Judicial Assistant Arrested In Ongoing Dispute With Bisbee Neighbor

justice court
(Photo by Tim Evanson/Creative Commons)

A Cochise County Superior Court judge’s judicial assistant must appear before a justice of the peace next month after being arrested in connection to a long-running dispute with a neighbor.

Lynelle Gae was cited May 22 by Bisbee Police Officer Tim Defoor on misdemeanor charges of criminal damage, criminal loitering, and public nuisance. She was released at the scene with a written notice to be at the Bisbee Justice Court on June 17 for an initial appearance hearing.

The police report from Friday’s arrest was not available on Tuesday, but public records show Yolanda Perez Moots is listed as the victim.

In October 2018, Gae called police in connection to clashes between her and Moots over a fence which separates the women’s residential properties. She then filed a civil action against Moots in Cochise County Superior Court for intentional tort.

“(Moots) continues to alter and damage the boundary fence between their properties by attaching objects to, leaning objects against, and wedging objects underneath the wire fence,” Gae’s lawsuit stated.

Read more by Terri Jo Neff >>

At the time, Gae worked for criminal defense attorney David Thorn but when Thorn was elected to the superior court bench in November 2018 she became his judicial administrative assistant (JAA). As JAA, she is responsible for scheduling proceedings in Thorn’s courtroom, reviewing court documents, and tracking cases to ensure they are acted on in a timely manner.

Then in October 2019, another Cochise County superior judge ordered Moots to remove “any and all objects” attached to, leaning on, or touching the wire fence, and to “cease and desist any and all actions that modify the existing wire boundary fence” in any way. The order also granted Gae permission to remove the item if Moots did not.

Despite last year’s order, additional conflicts have occurred between the women. It’s unclear whether Gae has retained counsel to represent her against the charges.
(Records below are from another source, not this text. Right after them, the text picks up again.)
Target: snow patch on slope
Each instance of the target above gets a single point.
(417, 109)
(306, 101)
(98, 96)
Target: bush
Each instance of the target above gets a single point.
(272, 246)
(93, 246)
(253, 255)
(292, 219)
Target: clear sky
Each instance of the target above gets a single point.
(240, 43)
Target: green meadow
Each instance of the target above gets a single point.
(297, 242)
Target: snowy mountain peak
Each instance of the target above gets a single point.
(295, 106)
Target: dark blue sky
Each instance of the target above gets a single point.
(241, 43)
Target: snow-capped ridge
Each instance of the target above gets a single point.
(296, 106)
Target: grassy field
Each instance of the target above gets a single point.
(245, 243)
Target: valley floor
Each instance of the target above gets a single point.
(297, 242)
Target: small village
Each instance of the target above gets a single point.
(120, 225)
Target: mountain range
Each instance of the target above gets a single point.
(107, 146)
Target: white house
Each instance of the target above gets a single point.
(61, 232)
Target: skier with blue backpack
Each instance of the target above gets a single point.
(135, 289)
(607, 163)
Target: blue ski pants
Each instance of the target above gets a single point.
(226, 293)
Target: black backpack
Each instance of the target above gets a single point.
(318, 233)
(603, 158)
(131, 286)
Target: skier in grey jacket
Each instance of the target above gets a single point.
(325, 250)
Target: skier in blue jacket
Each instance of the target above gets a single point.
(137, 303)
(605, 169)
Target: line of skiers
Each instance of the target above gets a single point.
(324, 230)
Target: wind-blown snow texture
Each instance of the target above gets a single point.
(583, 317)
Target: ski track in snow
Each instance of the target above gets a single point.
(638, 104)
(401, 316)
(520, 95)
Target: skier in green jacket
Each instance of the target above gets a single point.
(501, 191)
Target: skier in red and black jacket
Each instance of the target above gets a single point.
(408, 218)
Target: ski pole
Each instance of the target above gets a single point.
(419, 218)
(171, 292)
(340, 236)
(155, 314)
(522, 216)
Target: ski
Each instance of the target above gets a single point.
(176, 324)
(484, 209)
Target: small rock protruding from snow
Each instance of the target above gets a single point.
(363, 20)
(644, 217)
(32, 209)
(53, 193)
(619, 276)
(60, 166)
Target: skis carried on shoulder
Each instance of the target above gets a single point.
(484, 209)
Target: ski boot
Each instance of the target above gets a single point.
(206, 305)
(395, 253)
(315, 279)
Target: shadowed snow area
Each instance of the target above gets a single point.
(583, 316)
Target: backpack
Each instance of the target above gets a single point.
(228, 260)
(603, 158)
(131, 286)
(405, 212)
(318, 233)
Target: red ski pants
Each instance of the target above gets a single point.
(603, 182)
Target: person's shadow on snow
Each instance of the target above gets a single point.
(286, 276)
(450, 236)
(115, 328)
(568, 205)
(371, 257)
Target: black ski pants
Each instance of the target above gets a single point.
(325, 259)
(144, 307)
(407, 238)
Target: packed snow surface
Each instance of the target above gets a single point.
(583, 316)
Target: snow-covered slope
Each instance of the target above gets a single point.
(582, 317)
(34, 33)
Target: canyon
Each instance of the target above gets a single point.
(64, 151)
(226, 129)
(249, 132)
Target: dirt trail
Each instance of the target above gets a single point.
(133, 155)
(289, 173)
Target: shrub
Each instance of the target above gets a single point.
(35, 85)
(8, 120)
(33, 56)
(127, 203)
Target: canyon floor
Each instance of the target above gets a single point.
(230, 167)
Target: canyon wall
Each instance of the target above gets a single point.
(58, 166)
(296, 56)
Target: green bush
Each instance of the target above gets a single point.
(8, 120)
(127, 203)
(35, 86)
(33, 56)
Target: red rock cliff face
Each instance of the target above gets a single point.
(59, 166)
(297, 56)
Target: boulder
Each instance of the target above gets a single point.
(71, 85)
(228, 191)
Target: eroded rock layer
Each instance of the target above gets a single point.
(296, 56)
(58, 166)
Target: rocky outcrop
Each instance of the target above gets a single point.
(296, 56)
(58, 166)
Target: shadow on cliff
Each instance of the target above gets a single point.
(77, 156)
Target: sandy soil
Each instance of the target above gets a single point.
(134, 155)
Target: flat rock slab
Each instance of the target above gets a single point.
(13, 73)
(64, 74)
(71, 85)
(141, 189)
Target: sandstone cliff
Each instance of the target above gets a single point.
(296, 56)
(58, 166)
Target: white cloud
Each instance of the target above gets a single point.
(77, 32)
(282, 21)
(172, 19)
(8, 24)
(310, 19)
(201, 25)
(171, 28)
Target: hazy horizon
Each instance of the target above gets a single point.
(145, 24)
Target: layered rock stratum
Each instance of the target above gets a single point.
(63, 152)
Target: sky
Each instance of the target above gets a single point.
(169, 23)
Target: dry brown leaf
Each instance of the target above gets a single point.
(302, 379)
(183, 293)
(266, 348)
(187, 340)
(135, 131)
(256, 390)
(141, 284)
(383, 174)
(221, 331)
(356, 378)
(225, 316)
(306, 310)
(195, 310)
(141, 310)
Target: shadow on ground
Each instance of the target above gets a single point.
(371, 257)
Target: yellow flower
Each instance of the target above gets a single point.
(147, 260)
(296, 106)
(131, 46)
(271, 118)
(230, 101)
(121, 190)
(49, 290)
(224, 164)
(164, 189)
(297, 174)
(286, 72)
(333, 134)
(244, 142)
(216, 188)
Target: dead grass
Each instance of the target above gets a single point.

She faces jail time and monetary fines if convicted but based on Gae’s lack of criminal history she would likely qualify for a diversion program that would avoid a criminal conviction.

In an interesting twist, Gae’s boss is married to Lori Zucco, the chief deputy in the criminal division of the Cochise County Attorney’s Office. Zucco is not usually involved in misdemeanor prosecutions and would have no reason to be involved in the Gae case, according to County Attorney Brian McIntyre.

“We will treat the matter the same we would any other misdemeanor case,” McIntyre told Arizona Daily Independent on Tuesday.